Stosswellen sind mechanisch erzeugte, akustische Pulse, die durch eine singuläre Pulsform und ultra-kurzer Dauer charakterisiert sind. Die Stosswelle verursacht durch diese Eigenschaften keine thermischen Effekte und somit keine Gewebeerwärmungen. Sie werden nicht-invasiv in das Körpergewebe eingeleitet. Um sich auszubreiten und in den Körper übertragen zu werden, benötigen sie ein elastisches Medium wie Wasser oder Koppelgel. Stosswellen besitzen die Eigenschaft, physikalische Energie in lokal begrenzten Gewebebereichen wirksam werden zu lassen.
Lesen Sie hier mehr zur Physik der Stosswelle: Was sind Stosswellen? Physik und Technik
In der Lithotripsie werden zur Steinzertrümmerung hochenergetische Stosswellen eingesetzt, wohingegen bei der Schmerztherapie oder in der Neurologie die ins Gewebe eingebrachte Energie niederenergetisch ist und stimulierend wirkt.
Mit blossem Auge sind Stosswellen nicht erkennbar, können jedoch mit speziellen optischen Anordnungen sichtbar gemacht werden. Dabei entstehen Bilder – sogenannte Schlierenbilder –, welche die Schönheit der Stosswellen zur Geltung kommen lassen.
Wie wirken Stosswellen?
Die Mechanotransduktion gilt als der grundlegende Mechanismus der Stosswellen im Gewebe. Es bezeichnet die Umwandlung von physikalischen Impulsen – wie die Stosswelle – in zelluläre Prozesse, die für die positiven Auswirkungen auf den Zellstoffwechsel und den Zellzyklus verantwortlich sind. Dies umfasst die Migration und Differenzierung von Stammzellen, die Freisetzung von Stickoxid (NO) sowie die Stimulation von Wachstumsfaktoren (VEGF, BDNF). Die Bildung neuer Blutgefässe, die Verbesserung der Durchblutung, und die Regeneration der Nerven sind die Folge.*
Transkranielle Pulsstimulation (TPS) bei Patienten mit Alzheimer-Demenz
In der Neurologie sprechen wir bei der Stosswellenbehandlung mit dem NEUROLITH® von Transkranieller Pulsstimulation – kurz TPS. Der NEUROLITH® ist ein seit 2018 CE-zugelassenes Gerät zur Behandlung von Patienten mit Symptomen der Alzheimer-Demenz.

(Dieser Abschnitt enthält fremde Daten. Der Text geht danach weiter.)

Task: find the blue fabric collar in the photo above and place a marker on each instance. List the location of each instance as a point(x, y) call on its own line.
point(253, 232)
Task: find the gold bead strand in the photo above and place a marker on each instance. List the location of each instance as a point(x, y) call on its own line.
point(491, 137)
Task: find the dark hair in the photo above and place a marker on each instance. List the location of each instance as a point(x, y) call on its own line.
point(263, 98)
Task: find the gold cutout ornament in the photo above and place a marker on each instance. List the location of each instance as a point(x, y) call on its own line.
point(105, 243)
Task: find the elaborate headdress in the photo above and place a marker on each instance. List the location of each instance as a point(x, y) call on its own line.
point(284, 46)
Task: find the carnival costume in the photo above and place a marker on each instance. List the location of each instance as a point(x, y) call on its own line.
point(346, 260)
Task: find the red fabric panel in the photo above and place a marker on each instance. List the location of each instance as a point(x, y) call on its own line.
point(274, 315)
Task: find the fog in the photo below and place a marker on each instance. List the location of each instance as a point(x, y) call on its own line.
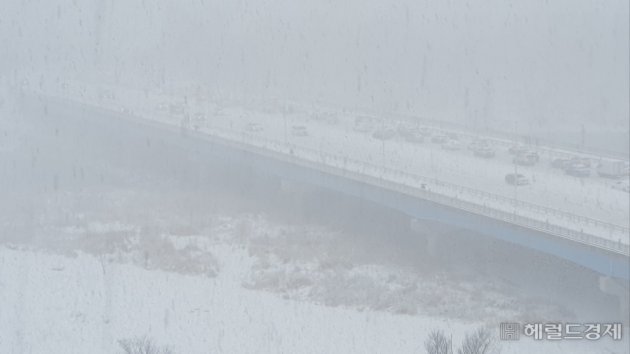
point(279, 176)
point(545, 62)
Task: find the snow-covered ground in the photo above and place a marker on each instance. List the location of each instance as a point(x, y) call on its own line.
point(588, 206)
point(123, 254)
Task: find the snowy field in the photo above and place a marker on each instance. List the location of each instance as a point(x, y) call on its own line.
point(236, 290)
point(109, 259)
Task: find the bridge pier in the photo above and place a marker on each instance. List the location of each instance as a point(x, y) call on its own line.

Bei der TPS werden die Pulse kontrolliert nicht-invasiv durch Kopfhaut und Schädeldecke, in die für die Alzheimer-Demenz typischerweise betroffenen Gehirnregionen des Patienten geleitet.

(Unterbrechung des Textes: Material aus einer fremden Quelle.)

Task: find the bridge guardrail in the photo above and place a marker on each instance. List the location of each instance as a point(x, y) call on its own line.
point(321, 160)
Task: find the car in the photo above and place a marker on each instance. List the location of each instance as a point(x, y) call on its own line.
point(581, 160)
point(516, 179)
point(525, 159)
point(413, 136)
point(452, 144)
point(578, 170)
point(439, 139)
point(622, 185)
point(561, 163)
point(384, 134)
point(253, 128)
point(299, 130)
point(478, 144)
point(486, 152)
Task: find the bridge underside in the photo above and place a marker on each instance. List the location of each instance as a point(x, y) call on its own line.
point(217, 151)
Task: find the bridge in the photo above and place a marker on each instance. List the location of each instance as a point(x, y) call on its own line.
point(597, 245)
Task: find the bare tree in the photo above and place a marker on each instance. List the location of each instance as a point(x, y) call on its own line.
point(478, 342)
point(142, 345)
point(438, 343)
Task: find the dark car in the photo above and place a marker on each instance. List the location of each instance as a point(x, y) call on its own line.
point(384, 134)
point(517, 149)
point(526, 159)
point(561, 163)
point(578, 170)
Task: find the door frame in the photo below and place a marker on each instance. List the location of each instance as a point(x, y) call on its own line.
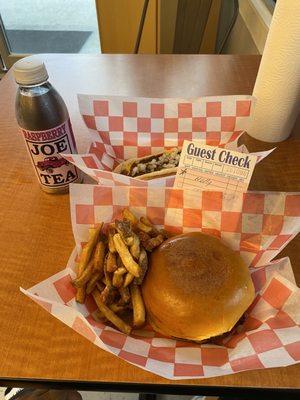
point(7, 58)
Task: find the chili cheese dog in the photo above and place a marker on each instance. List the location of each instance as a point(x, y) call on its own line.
point(150, 167)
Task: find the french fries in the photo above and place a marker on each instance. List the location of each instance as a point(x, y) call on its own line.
point(143, 262)
point(88, 248)
point(98, 257)
point(128, 279)
point(139, 315)
point(111, 267)
point(124, 229)
point(93, 282)
point(110, 315)
point(125, 295)
point(135, 247)
point(117, 280)
point(85, 258)
point(126, 257)
point(85, 276)
point(111, 262)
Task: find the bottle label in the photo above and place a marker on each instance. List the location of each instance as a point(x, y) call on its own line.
point(53, 171)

Die Ergebnisse aktueller Studien geben Hinweise, dass TPS neuroplastische und morphologische Veränderungen hat und deuten auf eine Verbesserung der kognitiven Funktionen bei Patienten mit Alzheimer-Demenz hin. Derzeit werden weitere Studien sowie Untersuchungen über Langzeiteffekte, Wirkmechanismen und biologische Effekte von TPS durchgeführt.

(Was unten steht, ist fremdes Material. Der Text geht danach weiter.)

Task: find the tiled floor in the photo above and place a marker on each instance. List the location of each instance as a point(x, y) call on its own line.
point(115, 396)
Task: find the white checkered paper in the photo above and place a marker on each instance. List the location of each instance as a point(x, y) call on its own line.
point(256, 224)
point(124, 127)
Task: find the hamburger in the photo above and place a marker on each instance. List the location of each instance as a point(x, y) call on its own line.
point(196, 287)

*Die genannten Effekte im Zusammenhang mit Stosswellenbehandlungen beziehen sich auf unterschiedliches Gewebe und lassen sich nicht ohne wissenschaftlichen Nachweis auf alle Indikationen allgemein übertragen.
(1) d´Agostino, M. C. et al.: International Journal of Surgery, 24(Pt B):147-153, 2015.
(2) Mariotto, S. et al.: Nitric Oxide, 12(2):89-96, 2005.
(3) Yahata, K. et al.: Journal of Neurosurgery, 25(6):745-755, 2016.
(4) Hatanaka, K. et al.: American Journal of Physiology-Cell Physiology, 311(3):C378-85, 2016.